Hmmmm. 

U.S. home sales fell unexpectedly in June, posting their third straight monthly decline as a persistent shortage of properties on the market drove house prices to a record high.

The report on Monday from the National Association of Realtors (NAR) added to last week's soft homebuilding data in suggesting that the housing market lagged an apparent acceleration in economic growth in the second quarter.
While supply constraints have accounted for the weak sales streak, there are growing concerns that the higher house prices and rising mortgage rates will cause demand to slow.

"The overall economy is in great shape, but there are a few cracks in the armor," said Joel Naroff, chief economist at Naroff Economic Advisors in Holland, Pennsylvania. "The key housing market is suffering from a major case of agita." 
Existing home sales slipped 0.6 percent to a seasonally adjusted annual rate of 5.38 million units last month, the NAR said. May's sales pace was revised down to 5.41 million units from the previously reported 5.43 million units.
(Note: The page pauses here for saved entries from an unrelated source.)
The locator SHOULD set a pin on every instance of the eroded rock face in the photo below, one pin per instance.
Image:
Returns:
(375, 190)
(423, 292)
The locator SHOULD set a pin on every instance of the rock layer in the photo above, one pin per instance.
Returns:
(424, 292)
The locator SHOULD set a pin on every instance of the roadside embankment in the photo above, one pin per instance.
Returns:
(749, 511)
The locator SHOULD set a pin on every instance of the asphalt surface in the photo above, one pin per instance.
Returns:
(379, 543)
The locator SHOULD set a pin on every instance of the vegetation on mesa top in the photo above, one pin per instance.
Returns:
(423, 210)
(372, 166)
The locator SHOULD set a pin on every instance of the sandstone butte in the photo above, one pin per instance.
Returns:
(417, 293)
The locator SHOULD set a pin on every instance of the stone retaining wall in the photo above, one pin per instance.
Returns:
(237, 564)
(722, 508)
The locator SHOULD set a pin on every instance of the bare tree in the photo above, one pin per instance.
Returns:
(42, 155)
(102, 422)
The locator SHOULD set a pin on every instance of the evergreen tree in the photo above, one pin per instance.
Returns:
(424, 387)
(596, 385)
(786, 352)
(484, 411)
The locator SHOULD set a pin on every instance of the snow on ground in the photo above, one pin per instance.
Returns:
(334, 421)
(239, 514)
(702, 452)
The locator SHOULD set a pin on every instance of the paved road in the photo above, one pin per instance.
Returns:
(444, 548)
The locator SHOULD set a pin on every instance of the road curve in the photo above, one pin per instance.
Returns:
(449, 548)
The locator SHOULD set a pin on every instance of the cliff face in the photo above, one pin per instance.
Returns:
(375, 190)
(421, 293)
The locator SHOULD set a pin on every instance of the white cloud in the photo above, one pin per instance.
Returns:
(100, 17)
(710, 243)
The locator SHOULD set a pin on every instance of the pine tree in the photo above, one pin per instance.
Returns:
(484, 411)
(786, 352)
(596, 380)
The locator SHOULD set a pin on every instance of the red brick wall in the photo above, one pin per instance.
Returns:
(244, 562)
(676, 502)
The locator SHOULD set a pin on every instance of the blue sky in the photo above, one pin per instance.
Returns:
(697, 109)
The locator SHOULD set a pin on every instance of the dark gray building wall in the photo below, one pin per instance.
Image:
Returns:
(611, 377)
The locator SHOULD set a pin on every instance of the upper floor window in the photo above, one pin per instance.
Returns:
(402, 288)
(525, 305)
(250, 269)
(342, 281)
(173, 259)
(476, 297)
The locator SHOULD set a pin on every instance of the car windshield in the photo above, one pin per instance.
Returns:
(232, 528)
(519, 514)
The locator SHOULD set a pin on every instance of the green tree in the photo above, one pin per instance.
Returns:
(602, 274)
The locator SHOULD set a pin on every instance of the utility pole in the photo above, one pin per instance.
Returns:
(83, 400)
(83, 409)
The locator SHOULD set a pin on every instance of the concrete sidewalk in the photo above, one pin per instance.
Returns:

Economists polled by Reuters had forecast existing home sales gaining 0.5 percent in June. Sales rose in the Northeast and Midwest. They fell in the West, which has seen a sharp rise in prices, and the South, where most of the homes are sold.

Existing home sales, which make up about 90 percent of U.S. home sales, dropped 2.2 percent from a year ago in June. They have declined on a year-over-year basis for four consecutive months and decreased 2.2 percent in the first half of 2018.

Sales are being stymied by an acute shortages of homes on the market. Rising building materials costs as well as shortages of land and labor have left builders unable to bridge the inventory gap, pushing up house prices.
The median house price increased 5.2 percent from a year ago to an all-time high of $276,900 in June. That was the 76th consecutive month of year-on-year price gains.